Cyclone Tauktae was a powerful and deadly tropical cyclone in the Arabian Sea which traveled parallel to the coasts of the Indian states of Kerala, Karnataka, Goa and Maharashtra in May 2021. It brought heavy rainfall and flash floods to areas along the coast of Kerala and on Lakshadweep, an archipelago off the coast of Kerala. The storm displaced over 200,000 people in Gujarat. Overall, 169 people were confirmed dead and another 81 people missing. Losses from Cyclone Tauktae are estimated at $2.1 billion.
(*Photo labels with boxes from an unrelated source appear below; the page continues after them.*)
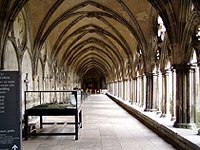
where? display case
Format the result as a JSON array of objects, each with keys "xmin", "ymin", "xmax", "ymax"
[{"xmin": 24, "ymin": 90, "xmax": 84, "ymax": 140}]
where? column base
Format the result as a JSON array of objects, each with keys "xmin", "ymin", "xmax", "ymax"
[
  {"xmin": 160, "ymin": 113, "xmax": 171, "ymax": 118},
  {"xmin": 173, "ymin": 122, "xmax": 196, "ymax": 129},
  {"xmin": 171, "ymin": 117, "xmax": 176, "ymax": 121},
  {"xmin": 156, "ymin": 111, "xmax": 162, "ymax": 115},
  {"xmin": 144, "ymin": 108, "xmax": 158, "ymax": 112}
]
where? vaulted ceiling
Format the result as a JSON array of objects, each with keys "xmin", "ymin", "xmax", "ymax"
[
  {"xmin": 0, "ymin": 0, "xmax": 155, "ymax": 79},
  {"xmin": 26, "ymin": 0, "xmax": 152, "ymax": 76}
]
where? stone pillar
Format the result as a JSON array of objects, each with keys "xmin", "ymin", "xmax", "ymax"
[
  {"xmin": 132, "ymin": 77, "xmax": 137, "ymax": 104},
  {"xmin": 151, "ymin": 73, "xmax": 158, "ymax": 111},
  {"xmin": 171, "ymin": 69, "xmax": 176, "ymax": 121},
  {"xmin": 145, "ymin": 74, "xmax": 153, "ymax": 111},
  {"xmin": 140, "ymin": 75, "xmax": 146, "ymax": 109},
  {"xmin": 114, "ymin": 81, "xmax": 118, "ymax": 96},
  {"xmin": 173, "ymin": 65, "xmax": 196, "ymax": 128},
  {"xmin": 129, "ymin": 77, "xmax": 134, "ymax": 104},
  {"xmin": 122, "ymin": 79, "xmax": 126, "ymax": 100},
  {"xmin": 117, "ymin": 81, "xmax": 120, "ymax": 97},
  {"xmin": 161, "ymin": 70, "xmax": 170, "ymax": 117}
]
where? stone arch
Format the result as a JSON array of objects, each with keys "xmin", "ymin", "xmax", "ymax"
[
  {"xmin": 3, "ymin": 41, "xmax": 19, "ymax": 71},
  {"xmin": 21, "ymin": 50, "xmax": 33, "ymax": 115}
]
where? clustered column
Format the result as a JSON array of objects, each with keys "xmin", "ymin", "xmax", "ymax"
[{"xmin": 173, "ymin": 65, "xmax": 195, "ymax": 128}]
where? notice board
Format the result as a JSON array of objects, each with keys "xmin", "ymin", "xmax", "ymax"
[{"xmin": 0, "ymin": 71, "xmax": 22, "ymax": 150}]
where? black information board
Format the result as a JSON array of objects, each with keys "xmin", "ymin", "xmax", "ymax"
[{"xmin": 0, "ymin": 71, "xmax": 22, "ymax": 150}]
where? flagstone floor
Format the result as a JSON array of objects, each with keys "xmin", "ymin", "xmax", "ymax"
[{"xmin": 22, "ymin": 94, "xmax": 175, "ymax": 150}]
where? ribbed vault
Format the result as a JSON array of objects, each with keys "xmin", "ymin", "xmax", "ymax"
[{"xmin": 0, "ymin": 0, "xmax": 155, "ymax": 89}]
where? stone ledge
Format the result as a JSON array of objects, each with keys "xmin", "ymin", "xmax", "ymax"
[{"xmin": 106, "ymin": 93, "xmax": 200, "ymax": 150}]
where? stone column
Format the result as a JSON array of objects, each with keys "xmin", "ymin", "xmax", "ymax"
[
  {"xmin": 145, "ymin": 74, "xmax": 153, "ymax": 111},
  {"xmin": 171, "ymin": 69, "xmax": 176, "ymax": 121},
  {"xmin": 140, "ymin": 74, "xmax": 146, "ymax": 109},
  {"xmin": 117, "ymin": 81, "xmax": 120, "ymax": 97},
  {"xmin": 161, "ymin": 69, "xmax": 170, "ymax": 117},
  {"xmin": 132, "ymin": 77, "xmax": 137, "ymax": 104},
  {"xmin": 173, "ymin": 65, "xmax": 196, "ymax": 128},
  {"xmin": 122, "ymin": 79, "xmax": 126, "ymax": 100},
  {"xmin": 151, "ymin": 73, "xmax": 158, "ymax": 111}
]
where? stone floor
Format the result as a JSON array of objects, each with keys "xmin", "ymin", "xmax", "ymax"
[{"xmin": 22, "ymin": 95, "xmax": 175, "ymax": 150}]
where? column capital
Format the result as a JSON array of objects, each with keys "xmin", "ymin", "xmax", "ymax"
[{"xmin": 172, "ymin": 64, "xmax": 195, "ymax": 73}]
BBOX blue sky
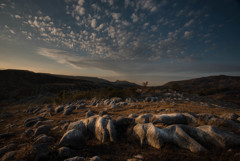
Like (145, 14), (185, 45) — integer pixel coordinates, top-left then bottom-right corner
(0, 0), (240, 85)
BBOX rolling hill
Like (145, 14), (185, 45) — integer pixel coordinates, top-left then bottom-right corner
(163, 75), (240, 105)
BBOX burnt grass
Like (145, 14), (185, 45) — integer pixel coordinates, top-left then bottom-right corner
(0, 103), (240, 161)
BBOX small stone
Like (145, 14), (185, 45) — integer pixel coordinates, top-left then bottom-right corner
(1, 151), (17, 161)
(34, 125), (51, 136)
(90, 156), (102, 161)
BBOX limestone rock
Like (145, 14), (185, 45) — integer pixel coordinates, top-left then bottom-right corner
(0, 144), (16, 157)
(82, 115), (116, 142)
(1, 151), (17, 161)
(58, 147), (74, 158)
(67, 121), (87, 135)
(24, 116), (46, 127)
(135, 114), (153, 124)
(90, 156), (102, 161)
(34, 125), (51, 136)
(55, 105), (65, 113)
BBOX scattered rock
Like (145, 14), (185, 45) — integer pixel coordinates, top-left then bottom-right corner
(34, 125), (51, 136)
(58, 147), (73, 158)
(64, 156), (85, 161)
(0, 144), (16, 158)
(90, 156), (102, 161)
(151, 113), (197, 125)
(115, 116), (134, 126)
(82, 115), (116, 142)
(0, 132), (15, 139)
(1, 151), (17, 161)
(24, 116), (46, 127)
(133, 123), (240, 152)
(67, 121), (87, 135)
(32, 143), (51, 161)
(59, 129), (85, 149)
(55, 105), (65, 113)
(85, 110), (95, 118)
(127, 158), (142, 161)
(35, 120), (54, 127)
(63, 106), (76, 115)
(135, 114), (153, 124)
(220, 113), (239, 121)
(110, 103), (120, 109)
(98, 111), (108, 116)
(25, 129), (34, 137)
(34, 134), (53, 144)
(128, 114), (138, 119)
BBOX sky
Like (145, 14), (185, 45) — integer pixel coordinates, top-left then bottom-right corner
(0, 0), (240, 85)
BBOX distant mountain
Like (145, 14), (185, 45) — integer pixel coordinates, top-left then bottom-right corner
(0, 70), (138, 100)
(163, 75), (240, 105)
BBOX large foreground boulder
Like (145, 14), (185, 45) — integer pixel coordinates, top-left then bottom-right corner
(151, 113), (197, 125)
(133, 123), (240, 152)
(82, 115), (116, 143)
Cyclone Yass was a strong and very damaging tropical cyclone that made landfall in Odisha and devastated West Bengal in late May. More than 4,500 villages were damaged, and various rural homes and agricultural lands were hard hit. In West Bengal, over 1,100 of the damaged villages were submerged in floods triggered by storm surges, displacing about 500,000 people. Overall, around 1 million people were affected in the state alone. The state government estimates total damages from the storm to be $2.76 billion in West Bengal.

The Modi government and Indian ruling elite have repeatedly shown their complete indifference to the lives of millions of Indian toilers. Their reckless “herd immunity policy” has led to deaths of several million people by COVID-19 which has spread across the country, according to a recent study by US-based Center for Global Development. This government lavishly spends hundreds of billion of dollars on the military, while leaving hundreds of million of people to their fate.